It can be hard to visualize something you can’t see, so when NASA announced the TRAPPIST-1 system, they knew they needed to get some great artists to visually represent the amazing new system.
Robert Hurt, a visualization scientist at Caltech’s IPAC Center with a Ph.D. in astrophysics, and Tim Pyle, a multimedia producer with a background in Hollywood special effects, came together to create visualizations of the TRAPPIST-1 system.
The seven-planet system discovered by NASA’s Spitzer Space Telescope has three Earth-size planets in its habitable zone. As no telescope is powerful enough to photograph our distant neighbors yet, the two were tasked with creating realistic renderings of what they might look like.
“For the public, the value of this is not just giving them a picture of something somebody made up,” Douglas Hudgins, a program scientist for the Exoplanet Exploration Program at NASA Headquarters, said in a press release. “These are real, educated guesses of how something might look to human beings.
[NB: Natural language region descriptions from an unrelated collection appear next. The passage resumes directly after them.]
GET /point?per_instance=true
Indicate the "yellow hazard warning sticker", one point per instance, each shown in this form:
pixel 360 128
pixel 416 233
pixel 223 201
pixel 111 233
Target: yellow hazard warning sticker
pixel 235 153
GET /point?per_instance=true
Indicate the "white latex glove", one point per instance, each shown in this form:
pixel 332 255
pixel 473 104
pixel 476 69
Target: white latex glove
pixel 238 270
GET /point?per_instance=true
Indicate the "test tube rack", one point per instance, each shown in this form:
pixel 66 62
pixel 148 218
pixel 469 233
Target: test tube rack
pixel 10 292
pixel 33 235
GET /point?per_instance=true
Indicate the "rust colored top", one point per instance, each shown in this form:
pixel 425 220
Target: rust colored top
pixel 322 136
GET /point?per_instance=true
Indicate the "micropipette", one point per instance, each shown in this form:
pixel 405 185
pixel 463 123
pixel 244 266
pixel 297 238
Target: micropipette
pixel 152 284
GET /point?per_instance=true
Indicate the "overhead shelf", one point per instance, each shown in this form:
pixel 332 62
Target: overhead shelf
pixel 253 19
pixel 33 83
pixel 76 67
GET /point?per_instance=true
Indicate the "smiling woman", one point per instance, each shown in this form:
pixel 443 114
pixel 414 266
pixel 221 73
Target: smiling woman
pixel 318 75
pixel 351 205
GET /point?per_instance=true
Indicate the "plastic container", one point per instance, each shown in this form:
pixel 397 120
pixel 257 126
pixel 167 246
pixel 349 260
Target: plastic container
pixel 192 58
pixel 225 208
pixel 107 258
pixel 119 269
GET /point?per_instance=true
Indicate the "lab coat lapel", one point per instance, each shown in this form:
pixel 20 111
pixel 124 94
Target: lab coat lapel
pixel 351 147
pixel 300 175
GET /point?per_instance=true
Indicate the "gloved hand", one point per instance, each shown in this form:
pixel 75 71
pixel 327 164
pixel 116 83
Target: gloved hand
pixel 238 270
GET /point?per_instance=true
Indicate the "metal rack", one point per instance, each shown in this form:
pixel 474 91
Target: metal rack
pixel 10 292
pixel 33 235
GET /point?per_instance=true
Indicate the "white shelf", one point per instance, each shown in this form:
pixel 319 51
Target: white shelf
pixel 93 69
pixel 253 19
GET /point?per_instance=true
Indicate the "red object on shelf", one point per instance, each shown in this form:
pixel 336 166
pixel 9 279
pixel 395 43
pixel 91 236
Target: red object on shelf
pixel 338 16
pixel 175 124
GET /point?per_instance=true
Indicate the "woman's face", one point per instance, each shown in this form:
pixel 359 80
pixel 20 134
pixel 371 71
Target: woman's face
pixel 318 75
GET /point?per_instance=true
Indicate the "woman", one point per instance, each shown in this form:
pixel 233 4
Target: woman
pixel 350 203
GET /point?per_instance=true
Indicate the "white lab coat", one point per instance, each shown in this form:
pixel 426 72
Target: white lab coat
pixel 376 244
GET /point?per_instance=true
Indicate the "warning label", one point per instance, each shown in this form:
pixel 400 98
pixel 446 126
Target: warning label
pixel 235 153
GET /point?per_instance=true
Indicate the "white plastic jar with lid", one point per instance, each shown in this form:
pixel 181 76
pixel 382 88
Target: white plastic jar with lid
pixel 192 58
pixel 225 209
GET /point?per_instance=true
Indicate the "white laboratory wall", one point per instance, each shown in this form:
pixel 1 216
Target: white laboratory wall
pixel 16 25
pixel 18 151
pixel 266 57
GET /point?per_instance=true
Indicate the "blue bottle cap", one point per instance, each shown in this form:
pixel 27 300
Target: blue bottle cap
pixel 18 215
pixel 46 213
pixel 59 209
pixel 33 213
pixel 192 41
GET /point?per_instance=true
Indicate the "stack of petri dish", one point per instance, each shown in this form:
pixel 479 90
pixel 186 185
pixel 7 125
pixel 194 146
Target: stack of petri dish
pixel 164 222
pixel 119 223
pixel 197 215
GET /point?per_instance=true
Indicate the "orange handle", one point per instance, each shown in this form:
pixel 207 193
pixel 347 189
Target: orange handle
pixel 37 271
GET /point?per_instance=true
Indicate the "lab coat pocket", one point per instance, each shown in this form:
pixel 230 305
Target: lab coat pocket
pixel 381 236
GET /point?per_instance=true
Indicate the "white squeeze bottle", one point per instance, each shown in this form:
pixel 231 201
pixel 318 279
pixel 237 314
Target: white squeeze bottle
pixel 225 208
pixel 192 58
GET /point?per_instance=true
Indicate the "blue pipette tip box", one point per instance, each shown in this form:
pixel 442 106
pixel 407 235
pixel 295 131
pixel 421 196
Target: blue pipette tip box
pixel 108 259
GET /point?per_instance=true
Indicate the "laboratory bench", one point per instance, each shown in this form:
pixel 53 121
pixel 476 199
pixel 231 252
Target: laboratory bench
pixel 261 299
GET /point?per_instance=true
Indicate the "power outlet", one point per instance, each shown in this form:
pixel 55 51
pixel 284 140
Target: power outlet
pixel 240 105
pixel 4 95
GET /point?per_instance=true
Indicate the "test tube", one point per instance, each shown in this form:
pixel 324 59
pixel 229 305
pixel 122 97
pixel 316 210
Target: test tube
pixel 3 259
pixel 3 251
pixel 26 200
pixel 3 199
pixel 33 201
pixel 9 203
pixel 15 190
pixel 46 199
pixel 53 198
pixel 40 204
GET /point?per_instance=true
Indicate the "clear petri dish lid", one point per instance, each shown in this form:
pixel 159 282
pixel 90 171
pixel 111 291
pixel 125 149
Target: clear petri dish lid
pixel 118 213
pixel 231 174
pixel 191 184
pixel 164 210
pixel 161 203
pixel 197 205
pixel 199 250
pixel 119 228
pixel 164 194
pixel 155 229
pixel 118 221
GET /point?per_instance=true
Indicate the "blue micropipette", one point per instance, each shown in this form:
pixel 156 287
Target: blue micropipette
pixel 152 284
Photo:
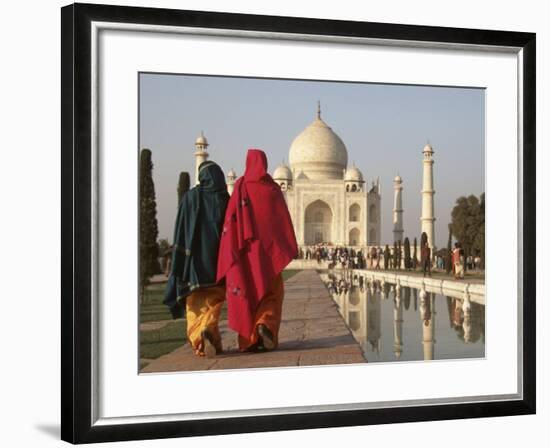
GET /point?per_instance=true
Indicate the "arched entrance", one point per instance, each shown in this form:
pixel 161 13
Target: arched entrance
pixel 353 237
pixel 318 223
pixel 372 237
pixel 354 213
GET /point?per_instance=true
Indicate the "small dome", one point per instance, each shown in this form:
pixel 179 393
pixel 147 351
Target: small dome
pixel 201 140
pixel 353 174
pixel 282 172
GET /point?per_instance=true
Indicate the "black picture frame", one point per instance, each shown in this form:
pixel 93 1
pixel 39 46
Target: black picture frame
pixel 76 219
An image is worth a thousand words.”
Hurt and Pyle worked with data from telescopes and consulted the discovery team at NASA as they went along. TRAPPIST-1b was inspired by Jupiter’s moon, Io. Pyle based the design of TRAPPIST-1h, the most distant and mysterious planet in the system, off two more of Jupiter’s moons, Ganymede and Europa.
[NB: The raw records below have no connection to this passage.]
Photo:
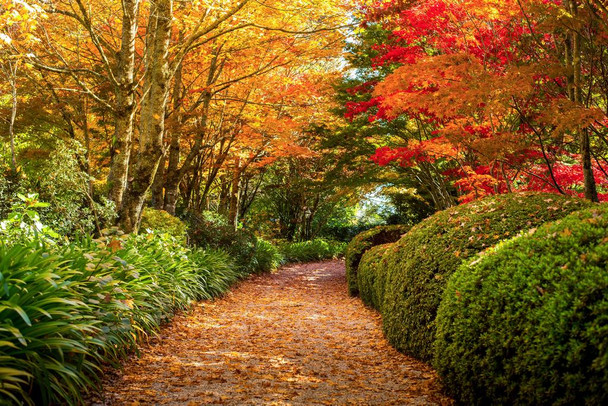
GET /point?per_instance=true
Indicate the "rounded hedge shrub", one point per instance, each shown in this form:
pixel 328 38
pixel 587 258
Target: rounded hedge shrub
pixel 371 275
pixel 364 241
pixel 527 322
pixel 425 258
pixel 162 222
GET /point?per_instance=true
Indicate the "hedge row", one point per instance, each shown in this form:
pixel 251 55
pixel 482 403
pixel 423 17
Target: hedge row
pixel 527 322
pixel 371 275
pixel 364 241
pixel 523 322
pixel 425 258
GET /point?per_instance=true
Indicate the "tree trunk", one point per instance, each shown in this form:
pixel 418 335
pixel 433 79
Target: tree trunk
pixel 154 105
pixel 12 73
pixel 590 186
pixel 124 113
pixel 234 196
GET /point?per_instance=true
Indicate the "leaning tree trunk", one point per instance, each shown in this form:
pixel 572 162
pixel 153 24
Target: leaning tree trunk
pixel 154 105
pixel 234 196
pixel 124 114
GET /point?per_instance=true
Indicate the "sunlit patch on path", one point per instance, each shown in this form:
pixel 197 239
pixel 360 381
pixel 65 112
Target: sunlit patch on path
pixel 291 338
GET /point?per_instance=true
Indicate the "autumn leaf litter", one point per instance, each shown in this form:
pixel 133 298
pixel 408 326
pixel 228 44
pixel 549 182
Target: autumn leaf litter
pixel 293 337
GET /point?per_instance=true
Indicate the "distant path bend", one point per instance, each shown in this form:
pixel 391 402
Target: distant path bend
pixel 294 337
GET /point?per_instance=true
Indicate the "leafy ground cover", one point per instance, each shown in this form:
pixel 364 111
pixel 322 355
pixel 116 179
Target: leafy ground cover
pixel 292 337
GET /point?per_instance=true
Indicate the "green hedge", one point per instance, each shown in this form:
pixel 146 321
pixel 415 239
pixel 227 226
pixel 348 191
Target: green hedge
pixel 527 322
pixel 363 242
pixel 65 310
pixel 425 258
pixel 371 275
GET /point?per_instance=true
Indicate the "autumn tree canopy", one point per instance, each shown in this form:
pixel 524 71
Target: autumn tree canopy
pixel 167 93
pixel 494 96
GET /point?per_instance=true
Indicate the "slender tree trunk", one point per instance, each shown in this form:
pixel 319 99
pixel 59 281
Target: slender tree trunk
pixel 154 105
pixel 87 145
pixel 173 177
pixel 590 186
pixel 158 186
pixel 234 195
pixel 124 114
pixel 12 74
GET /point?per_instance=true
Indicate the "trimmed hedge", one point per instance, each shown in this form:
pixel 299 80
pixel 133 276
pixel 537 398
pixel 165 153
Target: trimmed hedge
pixel 527 322
pixel 312 250
pixel 425 258
pixel 363 242
pixel 371 275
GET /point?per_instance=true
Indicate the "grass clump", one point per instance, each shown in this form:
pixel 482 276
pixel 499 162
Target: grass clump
pixel 66 309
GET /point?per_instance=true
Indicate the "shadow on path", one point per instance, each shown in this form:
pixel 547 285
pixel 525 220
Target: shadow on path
pixel 294 337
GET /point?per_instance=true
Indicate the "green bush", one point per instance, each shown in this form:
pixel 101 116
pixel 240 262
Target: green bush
pixel 527 321
pixel 425 258
pixel 371 275
pixel 267 257
pixel 364 241
pixel 162 222
pixel 313 250
pixel 65 309
pixel 213 232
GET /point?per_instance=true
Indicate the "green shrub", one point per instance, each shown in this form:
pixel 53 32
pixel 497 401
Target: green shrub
pixel 371 275
pixel 47 353
pixel 65 309
pixel 364 241
pixel 425 258
pixel 313 250
pixel 527 321
pixel 267 257
pixel 162 222
pixel 213 232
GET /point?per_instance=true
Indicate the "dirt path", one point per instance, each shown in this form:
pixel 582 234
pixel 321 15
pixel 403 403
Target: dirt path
pixel 291 338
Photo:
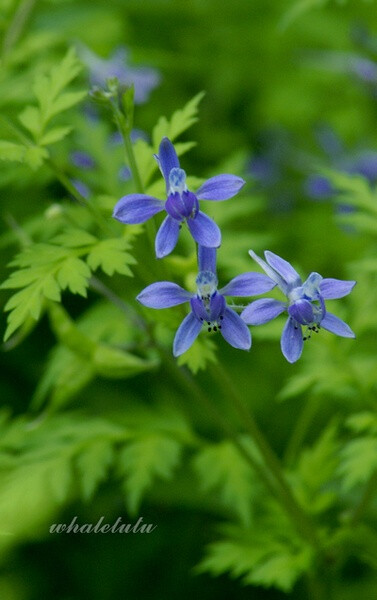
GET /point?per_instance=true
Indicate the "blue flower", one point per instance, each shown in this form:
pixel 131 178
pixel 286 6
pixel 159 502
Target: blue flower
pixel 181 204
pixel 305 304
pixel 144 79
pixel 208 305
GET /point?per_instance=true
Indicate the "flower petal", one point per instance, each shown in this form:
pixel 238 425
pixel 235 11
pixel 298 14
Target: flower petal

“When we’re doing these artist’s concepts, we’re never saying, ‘This is what these planets actually look like,'” Pyle said. “We’re doing plausible illustrations of what they could look like, based on what we know so far. Having this wide range of seven planets actually let us illustrate almost the whole breadth of what would be plausible. This was going to be this incredible interstellar laboratory for what could happen on an Earth-sized planet.”
Based on the possibly that the planets are tidally locked, Hurt put an ice cap on TRAPPIST-1c’s dark side. Hurt also took a little creative liberty, putting water on the “dayside” of TRAPPIST-1d, one of the three habitable planets. Scientists originally wanted him to depict an “eyeball world,” where the side facing the host star would be hot and dry, the side on the back would be icy, and the middle would have water. But Hurt tried to convince them his design would be the best bet.
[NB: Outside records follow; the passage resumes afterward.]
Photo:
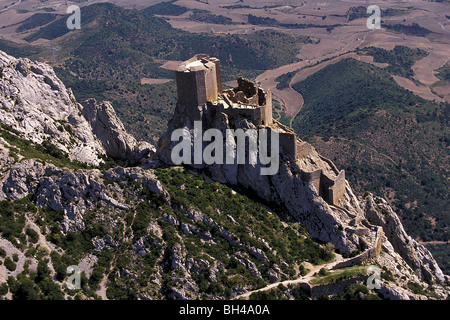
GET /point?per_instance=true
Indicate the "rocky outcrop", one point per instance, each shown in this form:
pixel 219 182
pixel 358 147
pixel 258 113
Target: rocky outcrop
pixel 350 224
pixel 378 212
pixel 35 103
pixel 74 192
pixel 285 187
pixel 108 128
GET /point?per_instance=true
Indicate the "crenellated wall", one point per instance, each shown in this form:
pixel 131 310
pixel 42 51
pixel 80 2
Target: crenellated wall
pixel 199 86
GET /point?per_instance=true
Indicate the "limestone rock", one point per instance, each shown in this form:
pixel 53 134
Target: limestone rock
pixel 416 255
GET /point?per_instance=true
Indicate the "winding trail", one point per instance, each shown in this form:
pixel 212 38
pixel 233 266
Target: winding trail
pixel 13 5
pixel 304 279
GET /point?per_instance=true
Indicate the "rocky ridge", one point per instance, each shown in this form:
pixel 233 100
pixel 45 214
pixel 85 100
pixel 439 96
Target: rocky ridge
pixel 136 233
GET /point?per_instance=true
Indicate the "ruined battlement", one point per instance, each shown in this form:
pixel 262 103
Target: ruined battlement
pixel 248 101
pixel 200 91
pixel 198 80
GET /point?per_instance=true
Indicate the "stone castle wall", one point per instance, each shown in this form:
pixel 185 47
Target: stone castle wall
pixel 199 83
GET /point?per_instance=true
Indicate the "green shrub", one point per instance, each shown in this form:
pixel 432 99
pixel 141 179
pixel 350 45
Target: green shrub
pixel 33 236
pixel 9 264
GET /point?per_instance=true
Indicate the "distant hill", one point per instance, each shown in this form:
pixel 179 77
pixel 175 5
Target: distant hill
pixel 116 47
pixel 388 140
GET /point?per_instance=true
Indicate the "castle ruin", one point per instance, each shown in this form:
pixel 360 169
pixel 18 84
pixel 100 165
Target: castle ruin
pixel 199 88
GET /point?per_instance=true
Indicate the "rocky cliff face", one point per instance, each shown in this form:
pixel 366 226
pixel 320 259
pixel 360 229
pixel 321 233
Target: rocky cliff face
pixel 38 105
pixel 349 226
pixel 150 232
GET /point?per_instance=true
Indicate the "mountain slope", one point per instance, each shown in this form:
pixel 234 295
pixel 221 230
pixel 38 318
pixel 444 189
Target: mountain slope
pixel 388 140
pixel 162 233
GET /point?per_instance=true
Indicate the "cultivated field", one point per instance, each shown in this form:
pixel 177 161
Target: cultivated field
pixel 332 44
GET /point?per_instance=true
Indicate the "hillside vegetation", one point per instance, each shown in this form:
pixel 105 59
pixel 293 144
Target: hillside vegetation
pixel 388 140
pixel 117 47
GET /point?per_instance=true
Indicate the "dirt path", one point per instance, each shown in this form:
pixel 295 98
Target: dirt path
pixel 13 5
pixel 304 279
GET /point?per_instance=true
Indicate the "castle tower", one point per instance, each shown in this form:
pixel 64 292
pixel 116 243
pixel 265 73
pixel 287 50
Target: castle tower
pixel 198 81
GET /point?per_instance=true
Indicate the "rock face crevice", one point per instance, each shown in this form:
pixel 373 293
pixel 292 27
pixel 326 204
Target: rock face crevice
pixel 35 102
pixel 35 106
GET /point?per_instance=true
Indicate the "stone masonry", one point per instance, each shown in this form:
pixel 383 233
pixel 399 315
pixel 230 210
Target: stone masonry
pixel 199 88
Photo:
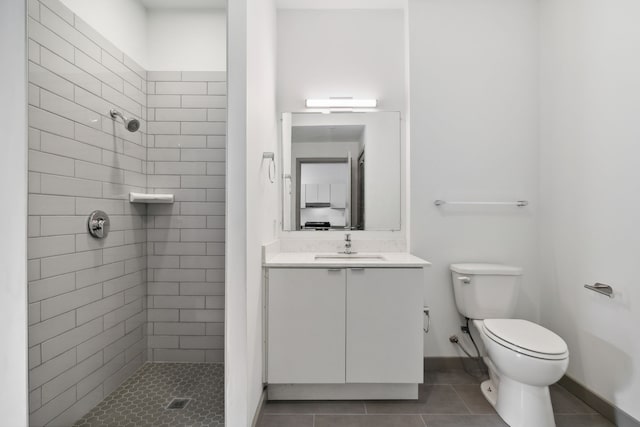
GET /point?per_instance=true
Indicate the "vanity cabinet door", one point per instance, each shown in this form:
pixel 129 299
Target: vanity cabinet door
pixel 384 325
pixel 306 326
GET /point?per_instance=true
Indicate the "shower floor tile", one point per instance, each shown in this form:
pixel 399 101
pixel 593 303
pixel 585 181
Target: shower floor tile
pixel 141 401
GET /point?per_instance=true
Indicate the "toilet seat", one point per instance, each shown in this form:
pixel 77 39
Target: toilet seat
pixel 526 338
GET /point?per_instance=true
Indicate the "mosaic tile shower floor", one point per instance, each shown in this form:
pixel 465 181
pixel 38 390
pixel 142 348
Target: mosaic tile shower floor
pixel 141 400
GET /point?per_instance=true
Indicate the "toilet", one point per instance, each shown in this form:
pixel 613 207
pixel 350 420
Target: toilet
pixel 523 357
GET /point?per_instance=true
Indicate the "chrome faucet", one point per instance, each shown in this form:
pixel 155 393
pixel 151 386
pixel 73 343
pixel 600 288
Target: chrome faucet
pixel 347 243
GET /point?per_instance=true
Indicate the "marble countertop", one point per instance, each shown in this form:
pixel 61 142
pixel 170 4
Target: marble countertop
pixel 308 259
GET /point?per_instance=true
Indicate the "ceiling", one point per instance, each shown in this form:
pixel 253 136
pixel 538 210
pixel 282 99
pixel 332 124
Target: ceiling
pixel 341 4
pixel 184 4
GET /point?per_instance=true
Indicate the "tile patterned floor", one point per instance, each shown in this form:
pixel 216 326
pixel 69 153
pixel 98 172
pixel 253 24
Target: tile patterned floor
pixel 141 400
pixel 449 398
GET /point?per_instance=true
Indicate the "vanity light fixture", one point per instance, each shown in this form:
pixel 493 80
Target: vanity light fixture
pixel 341 103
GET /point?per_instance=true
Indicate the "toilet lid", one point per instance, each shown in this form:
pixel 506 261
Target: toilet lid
pixel 526 337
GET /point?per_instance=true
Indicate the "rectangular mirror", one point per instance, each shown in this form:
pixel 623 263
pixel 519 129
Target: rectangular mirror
pixel 341 171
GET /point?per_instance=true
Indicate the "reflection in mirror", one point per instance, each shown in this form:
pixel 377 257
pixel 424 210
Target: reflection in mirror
pixel 341 171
“Then I kind of pushed back, and said, ‘If it’s on the dark side, no one can look at it and understand we’re saying there’s water there,’” Hurt said.
After the disagreement, the team compromised, allowing water to be seen in the “dayside.”
Ultimately, the team’s main goal was to get the public excited about science and give them more information about what these planets might look like.